The GDD Prediction Model
Overview
The GDD prediction model estimates mean intake of 54 dietary factors by country, year, age, sex, urbanicity, and education in 185 countries by synthesizing survey mean intake data and relevant covariates from a range of sources. For a complete detailed list of these stratifiers, see the Scope of Our Current Data Collection.
The Bayesian multilevel framework has some advantageous properties that are appealing for our aims. A summary of the model is provided below.
Description of the Model
Fundamentally, the model is Bayesian on the log-means of intake with a nested hierarchical structure, assuming exchangeability between countries and superregions after accounting for covariates. To this structure, we add sex, urban/rural, education, and non-linear age effects (also within a nested-hierarchical structure), survey and country-level covariates, and overdispersion on study-level variance to account for non-sampling variation. It borrows heavily from models presented in Finucane et al. (Lancet 2011) and Flaxman et al. (An Integrative Metaregression Framework for Descriptive Epidemiology, 2015).
Hierarchical Nature of the Data
The model uses a hierarchical structure in which countries are nested in superregions, which are nested in the globe. The model assumes that the superregion means are distributed log-normally around the global mean, and that country means are distributed log-normally around their respective superregion means.
The model uses the following six superregions:
- Asia
- Former Soviet Union (FSU)
- High-Income Countries (HIC)
- Latin America and The Caribbean (LAC)
- Middle East and North Africa (MENA)
- Sub-Saharan Africa (SSA)
- South Asia (SAARC)
Intercept, age trend, sex differences, education differences, and urban/rural differences
We fit a multi-level model with 3 levels (countries nested in superregions nested in the globe) for intercepts and sex differences, and 2 levels (superregions nested in the globe) for age pattern, education differences, and urban/rural differences. For many surveys, intake is not linearly associated with age. We model age using cubic splines with knots at age 5, 20, 50 and 65, using both regional and global effects. The model assumes between-country variance is the same across all superregions, and that education, urban/rural differences and age patterns are assumed to be the same for countries within a superregion.
Covariate Effects
We incorporate both country- and year-specific covariate data to further inform our estimates. Click here for more information on the selection of covariates used for each dietary factor.
Overdispersion
An additional variance component is added to each study to allow the model to account for non-sampling variation due to survey-level error. Sources of this non-sampling variation include surveys not being nationally representative, surveys not being fully stratified by sex, urban/rural, or education, and surveys using large age groups (greater than 10 years). We also add an additional constraint to ensure local surveys are considered more variable than regional surveys.

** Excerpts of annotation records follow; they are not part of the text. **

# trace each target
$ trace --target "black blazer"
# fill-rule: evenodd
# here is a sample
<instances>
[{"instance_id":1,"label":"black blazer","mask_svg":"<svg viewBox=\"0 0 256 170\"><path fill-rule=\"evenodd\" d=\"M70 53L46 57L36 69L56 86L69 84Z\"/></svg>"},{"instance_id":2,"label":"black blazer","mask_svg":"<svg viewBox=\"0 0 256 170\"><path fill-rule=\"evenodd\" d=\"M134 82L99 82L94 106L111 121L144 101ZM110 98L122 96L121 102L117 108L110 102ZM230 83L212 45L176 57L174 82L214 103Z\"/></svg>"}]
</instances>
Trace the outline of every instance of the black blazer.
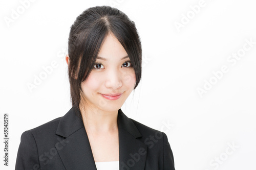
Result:
<instances>
[{"instance_id":1,"label":"black blazer","mask_svg":"<svg viewBox=\"0 0 256 170\"><path fill-rule=\"evenodd\" d=\"M62 117L24 132L16 170L96 170L82 119L73 107ZM118 114L119 169L174 170L166 135Z\"/></svg>"}]
</instances>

Computation and Predictions
We fit the model using STAN, using the No-U-turn sampler (NUTS), a variant of Hamiltonian Monte Carlo. We use 4 chains of 2000 iterations each, treating the first 1000 iterations of each chain as a warm-up, for a total of 4000 Monte Carlo iterations to define our posterior distributions. The model described above is ultimately used to provide predictive distributions of mean intake for each dietary factor by country-year and subgroup. The output presented in this website are the medians, and 2.5th and 97.5th percentiles of these distributions.
Model Selection
For GDD 2010—the project’s previous iteration—model validity across different iterations was evaluated using cross-validation, randomly omitting 10% of the raw data and comparing the imputed intakes with the original raw data.
For GDD 2018, we have completed 5-fold model cross-validation across all dietary factors to formally test the predictive ability of the GDD 2018 prediction model. In this established model validation method, the model raw data inputs are randomly divided into five groups (“folds”). In each round of testing, one group is dropped, the model is imputed based on the remaining data, and the ensuing predictions are then compared to the omitted raw data. This process is then repeated four more times for the remaining four groups, and an overall statistical estimate of model fit is generated.
In addition to cross-validation, global heat maps of national mean intakes and frequency of implausible estimates were also assessed.